Filming atop of Borneo’s Mount Kinabalu, one of the highest peaks in South East Asia, the Wonders of the Monsoon team took an efficient and sustainable approach to the shoot with efficient equipment, power provision and crew transport.

Filming at numerous locations on the mountain, from the summit to the dense rainforest, they were keen to avoid the use of traditional portable generators which can chug upwards of 10 litres of petrol a day. Grid power is often the most carbon friendly supply of power but the closest source was a lodge halfway up the ascent, this itself an offshoot from the village at the mountain base. The team rigged up a charging station in the lodge and relayed v-lock batteries to and fro with mountain guides who were making the journey on a daily basis. So, powered by the grid and transported in a human relay; constant power was supplied to the camera, the offloading station and the rushes were safely ingested into the adapted MacBook with a specially modified charging unit powered by camera batteries.

It is possible to stretch innovative power solutions further when coupling them with efficient devises. The Monsoon team used six Z-96 LED light panels for the opening of a rafflesia flower, a 5 day time-lapse sequence, also charged from the v-lock relay.

Dwarfing the carbon savings listed above however, the Monsoon team found reliable and proficient local crew, combined multiple shoots into single trips and partnered with other BBC productions to reduce its travel footprint considerably.

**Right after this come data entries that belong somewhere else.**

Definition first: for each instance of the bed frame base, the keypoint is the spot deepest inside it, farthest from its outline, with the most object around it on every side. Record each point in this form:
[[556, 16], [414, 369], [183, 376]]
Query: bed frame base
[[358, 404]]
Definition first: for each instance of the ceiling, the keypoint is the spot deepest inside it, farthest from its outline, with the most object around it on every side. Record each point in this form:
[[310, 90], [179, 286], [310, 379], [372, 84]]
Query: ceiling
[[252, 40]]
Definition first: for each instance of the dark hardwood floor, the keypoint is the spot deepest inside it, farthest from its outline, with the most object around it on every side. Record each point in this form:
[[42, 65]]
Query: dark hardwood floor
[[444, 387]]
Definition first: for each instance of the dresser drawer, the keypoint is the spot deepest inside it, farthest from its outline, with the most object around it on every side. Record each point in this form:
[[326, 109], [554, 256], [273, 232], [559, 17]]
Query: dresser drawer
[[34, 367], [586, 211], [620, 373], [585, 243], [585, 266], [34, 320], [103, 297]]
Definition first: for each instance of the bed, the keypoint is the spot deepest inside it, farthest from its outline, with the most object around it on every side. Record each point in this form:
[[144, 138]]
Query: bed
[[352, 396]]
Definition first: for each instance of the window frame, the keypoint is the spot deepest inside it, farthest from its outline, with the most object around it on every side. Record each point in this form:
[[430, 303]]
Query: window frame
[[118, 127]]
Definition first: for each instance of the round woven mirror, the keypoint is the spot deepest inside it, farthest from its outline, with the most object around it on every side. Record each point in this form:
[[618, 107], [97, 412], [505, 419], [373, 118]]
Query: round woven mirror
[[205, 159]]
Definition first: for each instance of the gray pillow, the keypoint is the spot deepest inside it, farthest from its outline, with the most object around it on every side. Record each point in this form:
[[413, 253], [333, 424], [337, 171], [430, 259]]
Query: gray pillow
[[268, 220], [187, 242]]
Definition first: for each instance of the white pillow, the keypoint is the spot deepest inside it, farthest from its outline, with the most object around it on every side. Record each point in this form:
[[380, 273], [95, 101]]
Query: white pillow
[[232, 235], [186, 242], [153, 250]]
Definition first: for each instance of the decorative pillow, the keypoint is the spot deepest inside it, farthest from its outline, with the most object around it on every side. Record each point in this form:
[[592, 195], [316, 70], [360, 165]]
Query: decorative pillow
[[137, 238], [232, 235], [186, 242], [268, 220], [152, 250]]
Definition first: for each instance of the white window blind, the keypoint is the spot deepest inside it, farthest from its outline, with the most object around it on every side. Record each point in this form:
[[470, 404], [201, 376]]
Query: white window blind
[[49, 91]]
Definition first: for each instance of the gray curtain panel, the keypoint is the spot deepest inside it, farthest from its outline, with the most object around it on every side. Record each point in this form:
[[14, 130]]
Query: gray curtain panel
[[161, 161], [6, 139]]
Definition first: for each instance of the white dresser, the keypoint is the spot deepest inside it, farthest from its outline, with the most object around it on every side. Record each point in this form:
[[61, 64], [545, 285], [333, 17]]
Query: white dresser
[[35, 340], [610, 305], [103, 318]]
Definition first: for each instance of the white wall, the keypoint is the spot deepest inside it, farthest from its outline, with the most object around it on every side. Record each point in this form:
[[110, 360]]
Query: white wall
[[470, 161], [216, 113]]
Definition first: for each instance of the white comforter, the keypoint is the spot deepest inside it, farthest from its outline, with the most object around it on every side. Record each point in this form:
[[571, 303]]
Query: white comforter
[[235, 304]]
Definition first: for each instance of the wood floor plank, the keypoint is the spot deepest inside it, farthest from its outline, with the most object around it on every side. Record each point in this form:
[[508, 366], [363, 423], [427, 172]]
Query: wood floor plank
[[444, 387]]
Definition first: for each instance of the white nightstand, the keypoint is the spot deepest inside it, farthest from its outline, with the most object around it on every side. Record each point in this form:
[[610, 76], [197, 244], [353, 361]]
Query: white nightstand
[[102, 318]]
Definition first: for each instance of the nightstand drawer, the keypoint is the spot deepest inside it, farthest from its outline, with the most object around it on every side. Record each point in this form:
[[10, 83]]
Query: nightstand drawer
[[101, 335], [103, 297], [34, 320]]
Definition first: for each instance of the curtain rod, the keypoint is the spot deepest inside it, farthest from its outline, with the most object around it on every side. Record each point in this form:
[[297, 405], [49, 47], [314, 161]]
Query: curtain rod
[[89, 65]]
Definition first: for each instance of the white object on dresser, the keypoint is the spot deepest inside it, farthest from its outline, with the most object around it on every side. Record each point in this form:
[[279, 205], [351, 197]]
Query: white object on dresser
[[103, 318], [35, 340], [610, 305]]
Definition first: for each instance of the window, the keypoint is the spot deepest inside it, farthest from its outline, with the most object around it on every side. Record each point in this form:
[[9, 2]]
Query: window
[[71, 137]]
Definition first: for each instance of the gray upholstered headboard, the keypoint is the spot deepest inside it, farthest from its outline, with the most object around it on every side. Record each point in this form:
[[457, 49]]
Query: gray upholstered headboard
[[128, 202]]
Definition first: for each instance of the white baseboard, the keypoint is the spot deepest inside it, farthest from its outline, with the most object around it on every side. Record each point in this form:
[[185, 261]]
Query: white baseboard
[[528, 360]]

This made it possible to shoot 7 sequences in a single shoot, greatly reduce the overall number of international trips needed, and also to use local expertise to capture footage at short notice.

Across 6 shoots using international cameramen the team saved upwards of 100 tonnes of CO₂ by avoiding baggage transport and crew travel. On the Borneo shoot they saved 56 tonnes of Carbon by only travelling once instead of three times. And by not using a generator on the mountain they saved 100 litres of petrol – enough to get them from Bristol to Edinburgh and back.